Sci-tech

NASA launches historic Mars mission from Vandenberg Air Force Base

NASA launches historic Mars mission from Vandenberg Air Force Base

In a twist, NASA launched the Mars InSight lander from California to take advance of a shorter flight backlog, making it the first United States interplanetary mission to launch from somewhere other than Florida's Cape Canaveral.

If all goes well, the three-legged InSight will descend by parachute and rocket engines onto a flat equatorial region of Mars - believed to be free of big, potentially risky rocks - on November 26.

The Mars InSight lander was launched, in a first for an interplanetary mission, from California rather than Florida's Cape Canaveral.

It will also study tectonic activity and meteorite impacts, both of which could provide valuable knowledge about these events on Earth.

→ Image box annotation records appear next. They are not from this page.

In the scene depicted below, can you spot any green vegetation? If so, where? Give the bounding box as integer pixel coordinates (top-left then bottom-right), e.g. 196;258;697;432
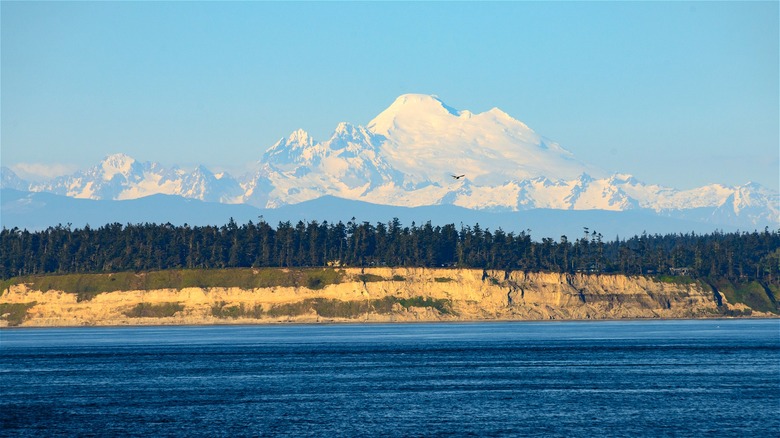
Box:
124;303;184;318
262;297;454;318
712;279;780;314
4;268;345;301
211;301;264;319
374;297;454;315
358;274;385;283
0;219;780;286
0;301;37;327
655;275;696;284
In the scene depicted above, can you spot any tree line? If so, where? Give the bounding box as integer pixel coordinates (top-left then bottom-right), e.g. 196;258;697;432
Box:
0;219;780;283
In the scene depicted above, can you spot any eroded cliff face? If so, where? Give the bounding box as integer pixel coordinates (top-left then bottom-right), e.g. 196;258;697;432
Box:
0;268;773;326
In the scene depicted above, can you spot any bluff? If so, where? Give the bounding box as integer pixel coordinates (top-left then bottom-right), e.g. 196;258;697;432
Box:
0;268;777;327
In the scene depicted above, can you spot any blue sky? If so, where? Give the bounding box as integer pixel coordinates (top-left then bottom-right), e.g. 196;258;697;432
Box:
0;1;780;189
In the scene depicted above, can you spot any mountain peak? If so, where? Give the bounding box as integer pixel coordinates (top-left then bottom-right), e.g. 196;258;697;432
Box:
100;153;136;181
367;94;461;135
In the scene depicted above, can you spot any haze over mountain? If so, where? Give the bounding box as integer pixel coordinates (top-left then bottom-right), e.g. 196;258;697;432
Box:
2;94;780;231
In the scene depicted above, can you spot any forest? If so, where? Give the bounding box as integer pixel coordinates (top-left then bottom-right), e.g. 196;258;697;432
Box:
0;219;780;283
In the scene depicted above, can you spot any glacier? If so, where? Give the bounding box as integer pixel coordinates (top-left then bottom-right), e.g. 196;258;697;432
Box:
0;94;780;229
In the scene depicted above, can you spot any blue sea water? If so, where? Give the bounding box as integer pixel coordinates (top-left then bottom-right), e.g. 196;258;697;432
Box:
0;320;780;437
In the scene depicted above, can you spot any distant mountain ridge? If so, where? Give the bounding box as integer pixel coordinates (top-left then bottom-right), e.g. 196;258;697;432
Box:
0;94;780;229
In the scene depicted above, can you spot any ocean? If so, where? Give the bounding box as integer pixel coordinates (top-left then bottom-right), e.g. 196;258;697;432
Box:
0;319;780;437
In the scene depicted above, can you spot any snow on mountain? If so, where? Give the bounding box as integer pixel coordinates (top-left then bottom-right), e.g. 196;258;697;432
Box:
368;94;604;186
27;154;243;203
1;94;780;228
0;166;30;190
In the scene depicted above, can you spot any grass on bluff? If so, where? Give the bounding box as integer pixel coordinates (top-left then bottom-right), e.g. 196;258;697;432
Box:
123;303;184;318
2;268;345;301
266;297;454;318
653;275;696;284
211;301;264;319
0;301;37;327
714;280;780;313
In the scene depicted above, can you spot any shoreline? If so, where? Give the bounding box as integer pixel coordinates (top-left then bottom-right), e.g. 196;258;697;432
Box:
0;268;780;327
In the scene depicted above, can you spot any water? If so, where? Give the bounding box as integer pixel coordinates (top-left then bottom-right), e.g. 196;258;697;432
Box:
0;320;780;437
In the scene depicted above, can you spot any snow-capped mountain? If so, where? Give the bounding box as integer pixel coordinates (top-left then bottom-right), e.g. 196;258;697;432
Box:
2;94;780;229
23;154;243;203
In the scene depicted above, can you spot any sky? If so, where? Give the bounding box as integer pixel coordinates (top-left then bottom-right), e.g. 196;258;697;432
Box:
0;1;780;190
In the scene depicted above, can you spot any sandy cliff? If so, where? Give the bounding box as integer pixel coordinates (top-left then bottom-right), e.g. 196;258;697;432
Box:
0;268;760;326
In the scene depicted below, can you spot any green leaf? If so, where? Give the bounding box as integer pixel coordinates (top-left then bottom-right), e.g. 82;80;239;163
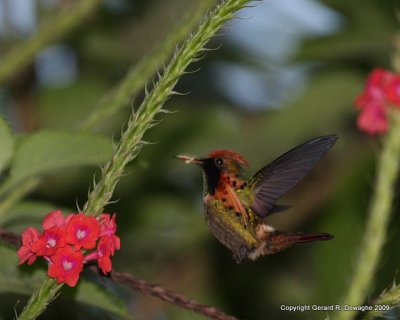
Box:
71;279;128;318
0;246;127;317
0;116;14;173
1;130;112;190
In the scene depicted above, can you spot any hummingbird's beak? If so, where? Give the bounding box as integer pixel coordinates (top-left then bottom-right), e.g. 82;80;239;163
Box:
174;154;203;164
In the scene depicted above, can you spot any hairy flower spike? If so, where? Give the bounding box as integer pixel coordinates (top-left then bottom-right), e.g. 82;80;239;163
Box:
354;68;400;134
66;213;100;250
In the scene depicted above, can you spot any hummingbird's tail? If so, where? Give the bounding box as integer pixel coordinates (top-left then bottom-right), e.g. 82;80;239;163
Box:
248;224;333;260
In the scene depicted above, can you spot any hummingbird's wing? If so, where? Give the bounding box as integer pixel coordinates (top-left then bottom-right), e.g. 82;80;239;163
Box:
246;135;337;218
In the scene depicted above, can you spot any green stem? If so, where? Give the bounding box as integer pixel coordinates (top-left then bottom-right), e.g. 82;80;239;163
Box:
363;284;400;320
80;0;214;129
337;109;400;320
0;0;100;84
20;0;253;319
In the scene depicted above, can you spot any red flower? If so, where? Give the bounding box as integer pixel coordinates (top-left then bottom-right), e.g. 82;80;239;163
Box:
47;246;83;287
42;210;65;230
386;75;400;108
17;227;39;265
65;213;100;250
32;226;65;257
100;213;121;255
355;68;394;108
354;68;400;134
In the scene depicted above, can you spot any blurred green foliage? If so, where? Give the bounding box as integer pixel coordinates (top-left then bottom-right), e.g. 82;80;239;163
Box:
0;0;400;320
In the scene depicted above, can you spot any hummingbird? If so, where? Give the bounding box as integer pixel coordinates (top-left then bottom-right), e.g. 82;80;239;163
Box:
175;135;337;263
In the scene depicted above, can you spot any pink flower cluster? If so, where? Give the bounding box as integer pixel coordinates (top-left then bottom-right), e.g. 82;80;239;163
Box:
355;68;400;134
17;210;120;287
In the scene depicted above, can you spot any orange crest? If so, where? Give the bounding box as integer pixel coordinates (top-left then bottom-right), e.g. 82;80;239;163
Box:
208;150;248;166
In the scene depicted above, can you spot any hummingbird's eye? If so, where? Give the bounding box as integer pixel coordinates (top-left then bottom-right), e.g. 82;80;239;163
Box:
215;158;224;166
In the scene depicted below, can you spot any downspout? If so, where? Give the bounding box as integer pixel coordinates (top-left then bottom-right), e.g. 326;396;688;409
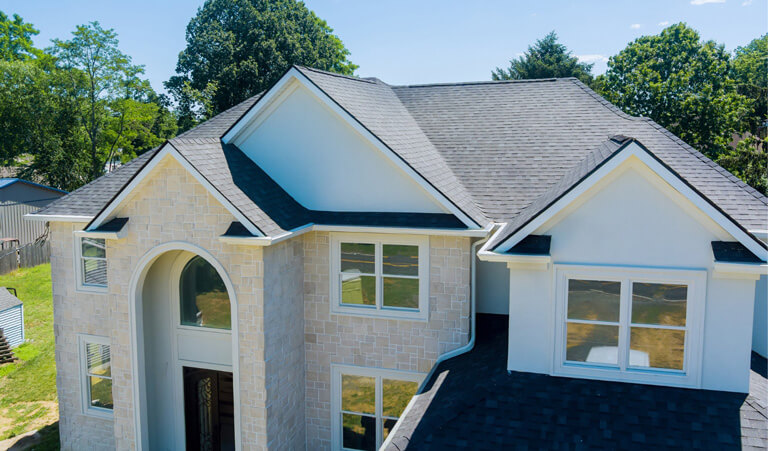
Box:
416;224;501;394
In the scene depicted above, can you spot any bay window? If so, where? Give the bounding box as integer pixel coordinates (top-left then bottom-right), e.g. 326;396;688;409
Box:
555;265;706;386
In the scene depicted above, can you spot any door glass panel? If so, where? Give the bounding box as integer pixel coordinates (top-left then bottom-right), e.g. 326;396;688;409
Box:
381;379;419;417
632;282;688;326
341;374;376;415
568;279;621;322
382;277;419;309
341;413;376;451
382;244;419;277
565;323;619;365
341;243;376;274
629;327;685;370
341;273;376;306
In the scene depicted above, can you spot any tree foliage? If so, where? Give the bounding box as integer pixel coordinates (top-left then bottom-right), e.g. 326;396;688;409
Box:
491;31;593;83
0;14;176;190
596;23;750;159
166;0;357;128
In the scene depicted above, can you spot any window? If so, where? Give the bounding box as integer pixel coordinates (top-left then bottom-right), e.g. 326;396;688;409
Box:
179;257;232;330
333;366;424;451
331;234;429;320
79;237;107;288
555;266;706;385
80;335;113;416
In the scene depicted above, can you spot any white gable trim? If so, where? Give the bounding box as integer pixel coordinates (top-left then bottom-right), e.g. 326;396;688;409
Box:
496;141;766;258
222;67;481;228
87;143;264;236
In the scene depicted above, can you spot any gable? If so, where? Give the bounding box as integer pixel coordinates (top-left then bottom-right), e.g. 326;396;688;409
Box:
491;139;766;259
234;81;448;213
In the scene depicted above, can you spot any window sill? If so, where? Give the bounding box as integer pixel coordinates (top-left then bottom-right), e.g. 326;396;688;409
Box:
331;305;429;322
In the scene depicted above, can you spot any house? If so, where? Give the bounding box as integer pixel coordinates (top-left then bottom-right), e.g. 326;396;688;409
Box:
0;178;67;245
0;287;24;348
30;67;768;450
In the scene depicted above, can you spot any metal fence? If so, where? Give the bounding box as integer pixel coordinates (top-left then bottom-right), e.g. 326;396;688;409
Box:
0;240;51;274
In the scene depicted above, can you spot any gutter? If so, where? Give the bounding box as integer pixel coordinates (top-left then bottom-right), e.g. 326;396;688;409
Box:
379;223;504;451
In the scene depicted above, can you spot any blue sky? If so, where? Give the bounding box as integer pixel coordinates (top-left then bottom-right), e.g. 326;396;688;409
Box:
6;0;768;90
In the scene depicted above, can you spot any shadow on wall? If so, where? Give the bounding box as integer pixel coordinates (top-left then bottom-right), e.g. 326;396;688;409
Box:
402;315;756;449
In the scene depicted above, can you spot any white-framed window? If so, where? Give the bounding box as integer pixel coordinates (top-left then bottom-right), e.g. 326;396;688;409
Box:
78;335;114;417
554;265;706;386
75;235;107;292
331;365;425;451
330;234;429;320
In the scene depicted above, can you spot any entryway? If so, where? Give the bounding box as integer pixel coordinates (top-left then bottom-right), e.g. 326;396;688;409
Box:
184;366;235;451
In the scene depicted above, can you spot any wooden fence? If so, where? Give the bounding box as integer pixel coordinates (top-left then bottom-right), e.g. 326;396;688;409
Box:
0;240;51;274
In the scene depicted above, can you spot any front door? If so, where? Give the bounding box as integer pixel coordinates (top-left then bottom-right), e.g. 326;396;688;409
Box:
184;367;235;451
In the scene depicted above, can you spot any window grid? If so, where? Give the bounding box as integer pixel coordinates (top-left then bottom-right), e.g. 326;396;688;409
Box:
562;277;690;374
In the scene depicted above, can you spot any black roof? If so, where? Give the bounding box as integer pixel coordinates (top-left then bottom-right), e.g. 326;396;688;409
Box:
386;314;768;451
31;67;768;240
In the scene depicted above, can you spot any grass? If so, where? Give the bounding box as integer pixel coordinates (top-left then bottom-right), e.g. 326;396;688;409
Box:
0;264;59;450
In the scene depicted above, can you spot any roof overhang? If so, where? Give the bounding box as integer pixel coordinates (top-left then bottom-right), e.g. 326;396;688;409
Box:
222;67;482;229
85;142;264;236
491;140;768;259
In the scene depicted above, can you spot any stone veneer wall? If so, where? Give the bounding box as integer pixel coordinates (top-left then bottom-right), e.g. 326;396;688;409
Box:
304;232;470;450
264;237;306;450
51;158;270;450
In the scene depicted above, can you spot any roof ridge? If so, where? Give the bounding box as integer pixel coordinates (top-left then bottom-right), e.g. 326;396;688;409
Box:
293;64;376;85
572;78;768;205
391;77;574;88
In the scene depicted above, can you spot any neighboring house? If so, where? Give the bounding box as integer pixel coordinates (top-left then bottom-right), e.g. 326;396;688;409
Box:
25;67;768;450
0;178;67;245
0;287;24;348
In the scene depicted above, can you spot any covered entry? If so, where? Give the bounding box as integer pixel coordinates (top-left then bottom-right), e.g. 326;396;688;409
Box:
130;243;239;451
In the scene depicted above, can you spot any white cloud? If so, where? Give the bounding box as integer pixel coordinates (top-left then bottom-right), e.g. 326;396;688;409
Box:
691;0;725;6
576;54;608;63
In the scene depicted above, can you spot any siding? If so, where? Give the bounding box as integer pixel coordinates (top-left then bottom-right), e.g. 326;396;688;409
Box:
0;305;24;348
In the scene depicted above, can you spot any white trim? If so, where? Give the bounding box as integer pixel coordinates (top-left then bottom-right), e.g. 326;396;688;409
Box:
328;233;430;321
222;67;479;228
72;235;109;294
77;334;115;419
330;363;426;450
219;223;493;246
712;261;768;280
496;142;766;256
74;230;128;240
129;241;242;450
24;213;93;222
552;264;707;388
88;143;263;236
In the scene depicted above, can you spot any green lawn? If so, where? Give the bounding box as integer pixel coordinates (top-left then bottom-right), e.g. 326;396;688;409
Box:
0;264;59;450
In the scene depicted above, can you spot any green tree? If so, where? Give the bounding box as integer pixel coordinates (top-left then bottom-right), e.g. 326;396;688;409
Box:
50;22;176;180
491;31;594;84
731;34;768;136
166;0;357;128
595;23;750;159
0;11;42;61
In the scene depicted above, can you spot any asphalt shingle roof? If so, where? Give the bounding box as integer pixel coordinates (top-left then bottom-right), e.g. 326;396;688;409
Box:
33;68;768;240
386;315;768;451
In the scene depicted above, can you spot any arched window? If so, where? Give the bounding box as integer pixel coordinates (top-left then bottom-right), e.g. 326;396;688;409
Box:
179;257;232;329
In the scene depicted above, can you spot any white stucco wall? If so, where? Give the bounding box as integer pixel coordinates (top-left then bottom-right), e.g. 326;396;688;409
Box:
508;162;755;392
237;87;446;213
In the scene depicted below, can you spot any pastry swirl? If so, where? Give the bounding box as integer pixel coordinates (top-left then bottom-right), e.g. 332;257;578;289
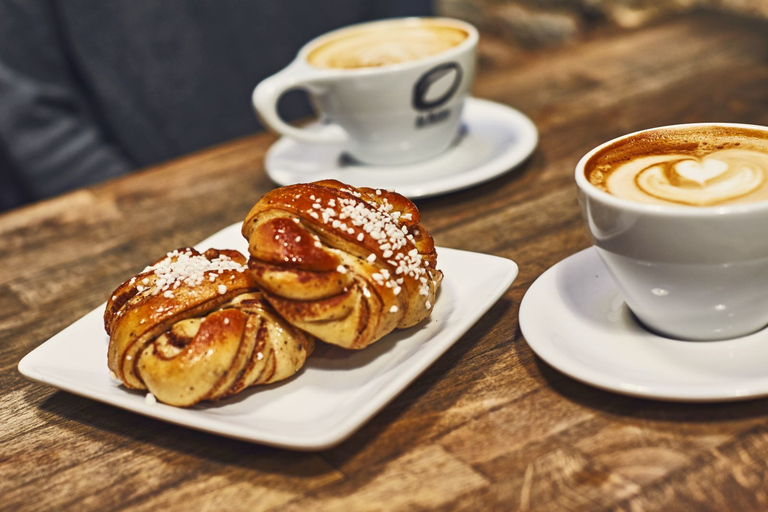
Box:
242;180;442;349
104;248;314;406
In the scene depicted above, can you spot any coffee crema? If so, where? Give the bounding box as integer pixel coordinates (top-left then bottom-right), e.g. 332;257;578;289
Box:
307;21;469;69
584;126;768;206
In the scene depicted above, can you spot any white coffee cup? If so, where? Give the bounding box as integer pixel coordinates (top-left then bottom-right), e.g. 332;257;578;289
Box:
576;123;768;340
252;18;478;165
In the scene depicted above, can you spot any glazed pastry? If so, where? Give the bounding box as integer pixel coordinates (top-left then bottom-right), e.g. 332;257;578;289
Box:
243;180;443;349
104;248;314;406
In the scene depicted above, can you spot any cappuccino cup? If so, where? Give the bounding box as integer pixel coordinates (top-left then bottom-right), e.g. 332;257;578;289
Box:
252;18;478;165
575;123;768;341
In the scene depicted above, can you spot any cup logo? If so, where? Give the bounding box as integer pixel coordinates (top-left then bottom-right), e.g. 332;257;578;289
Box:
412;62;463;128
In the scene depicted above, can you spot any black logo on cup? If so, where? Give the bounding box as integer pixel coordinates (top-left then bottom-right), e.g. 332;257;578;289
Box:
412;62;463;128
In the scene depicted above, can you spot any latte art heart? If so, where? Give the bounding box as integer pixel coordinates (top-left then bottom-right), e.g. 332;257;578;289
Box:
605;148;768;206
636;159;764;206
672;158;729;184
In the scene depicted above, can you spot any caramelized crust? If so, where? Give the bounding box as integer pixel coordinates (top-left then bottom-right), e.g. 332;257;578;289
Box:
104;248;314;406
242;180;442;349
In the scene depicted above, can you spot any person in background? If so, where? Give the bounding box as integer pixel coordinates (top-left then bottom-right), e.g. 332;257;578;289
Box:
0;0;431;211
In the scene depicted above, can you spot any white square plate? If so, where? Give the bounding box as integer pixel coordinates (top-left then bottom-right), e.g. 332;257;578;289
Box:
19;224;518;450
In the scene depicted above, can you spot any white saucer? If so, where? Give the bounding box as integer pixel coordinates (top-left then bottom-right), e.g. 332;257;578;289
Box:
520;248;768;402
264;98;538;199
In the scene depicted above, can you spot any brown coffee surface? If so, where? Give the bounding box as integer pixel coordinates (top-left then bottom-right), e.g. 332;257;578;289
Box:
584;126;768;206
307;20;469;69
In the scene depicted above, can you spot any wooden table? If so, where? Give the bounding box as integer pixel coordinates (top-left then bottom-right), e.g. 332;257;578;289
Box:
0;15;768;512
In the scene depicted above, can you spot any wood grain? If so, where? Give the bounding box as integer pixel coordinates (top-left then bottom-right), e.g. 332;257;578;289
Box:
0;15;768;511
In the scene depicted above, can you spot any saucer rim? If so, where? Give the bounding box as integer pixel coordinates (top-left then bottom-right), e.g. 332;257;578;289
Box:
518;246;768;403
264;96;539;199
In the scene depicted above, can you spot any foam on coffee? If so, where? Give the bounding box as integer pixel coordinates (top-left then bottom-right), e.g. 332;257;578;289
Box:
585;126;768;206
307;21;469;69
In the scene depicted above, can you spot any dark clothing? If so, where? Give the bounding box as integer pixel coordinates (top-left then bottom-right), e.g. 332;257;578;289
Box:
0;0;431;210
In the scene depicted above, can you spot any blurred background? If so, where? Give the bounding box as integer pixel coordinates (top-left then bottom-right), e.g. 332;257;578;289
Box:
0;0;768;211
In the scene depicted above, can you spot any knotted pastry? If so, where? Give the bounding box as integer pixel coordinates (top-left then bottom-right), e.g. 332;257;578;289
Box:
242;180;443;349
104;248;314;406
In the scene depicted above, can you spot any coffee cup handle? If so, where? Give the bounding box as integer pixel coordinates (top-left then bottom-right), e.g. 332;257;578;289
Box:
251;64;349;144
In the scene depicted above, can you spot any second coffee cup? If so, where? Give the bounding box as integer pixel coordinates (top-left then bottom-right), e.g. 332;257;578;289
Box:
576;123;768;340
253;18;478;165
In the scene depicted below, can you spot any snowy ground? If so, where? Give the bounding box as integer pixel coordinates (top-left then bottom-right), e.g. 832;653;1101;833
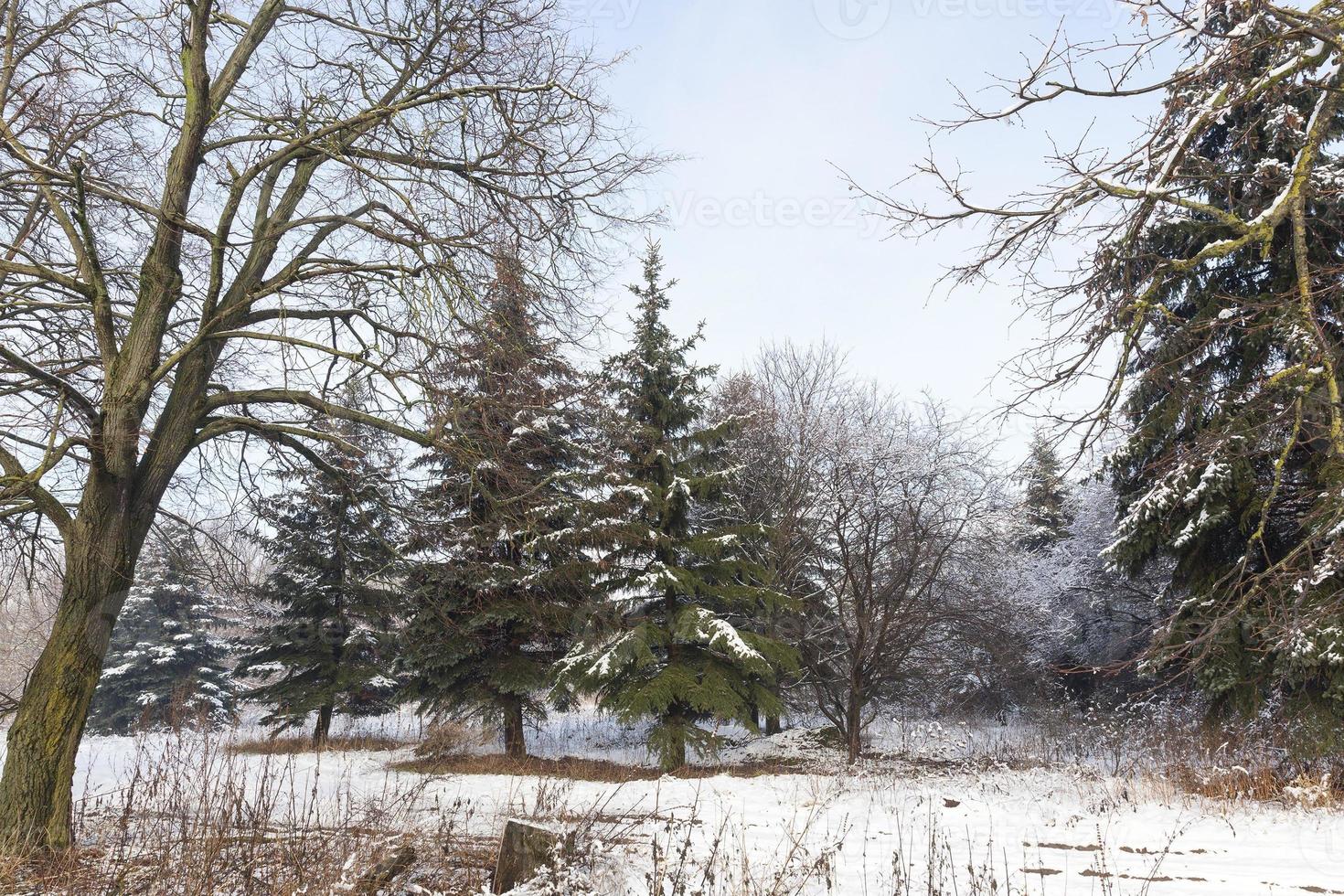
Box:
2;715;1344;896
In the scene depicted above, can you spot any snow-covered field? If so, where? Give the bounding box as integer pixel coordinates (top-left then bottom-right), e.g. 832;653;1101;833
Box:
5;713;1344;896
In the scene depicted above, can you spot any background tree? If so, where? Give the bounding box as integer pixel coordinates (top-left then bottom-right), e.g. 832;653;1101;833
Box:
1020;430;1070;550
874;1;1344;718
237;411;404;745
1019;477;1170;698
404;263;598;758
715;343;848;733
804;387;1000;762
0;0;652;847
89;525;237;735
560;246;792;770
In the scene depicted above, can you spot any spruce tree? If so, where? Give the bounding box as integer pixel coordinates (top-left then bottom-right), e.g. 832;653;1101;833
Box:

It will use the seismic waves generated by Mars quakes and meteorite impacts to develop a map of the planet's deep interior.

"This mission will help us understand how rocky planets- those four inner planets: Mercury, Venus, Earth and Mars - how they were formed", the team leader explained.

"Previous missions to Mars have investigated the surface history of the Red Planet by examining features like canyons, volcanoes, rocks and soil, but no one has attempted to investigate the planet's earliest evolution - its building blocks - which can only be found by looking far below the surface". "This is an extraordinary mission with a whole host of firsts".

For scientists, one principal question looms over the work InSight will perform: How did Earth and Mars become so radically different, given that each was formed of the same intergalactic "stuff" about 4.5 billion years ago?

The InSight spacecraft is due to reach Mars on November 26, wrapping up a 301-million-mile (485-million-kilometer) journey with a fiery descent into the Martian atmosphere.

The first NASA mission that will look into the Martian interior is now on its way to the red planet.

Ignition on the Atlas 5 rocket carrying InSight to Mars. At 93 minutes into the flight, the unmanned spacecraft separated from the Centaur upper stage and is now on an interplanetary trajectory that will take six and a half month to reach Mars.

"Depending on where you are in Southern California you'll be able to see the space craft at various points along its ascent as it heads off on its way to Mars", Tom Hoffman, a project manager with NASA, said at a March news conference at JPL.

The spacecraft was designed and built in Littleton, Colorado. Several European partners, including France's space agency, the Centre National d'√Čtude Spatiales, and the German Aerospace Center, are supporting the mission. In December 2015, NASA announced it was postponing the launch to 2018.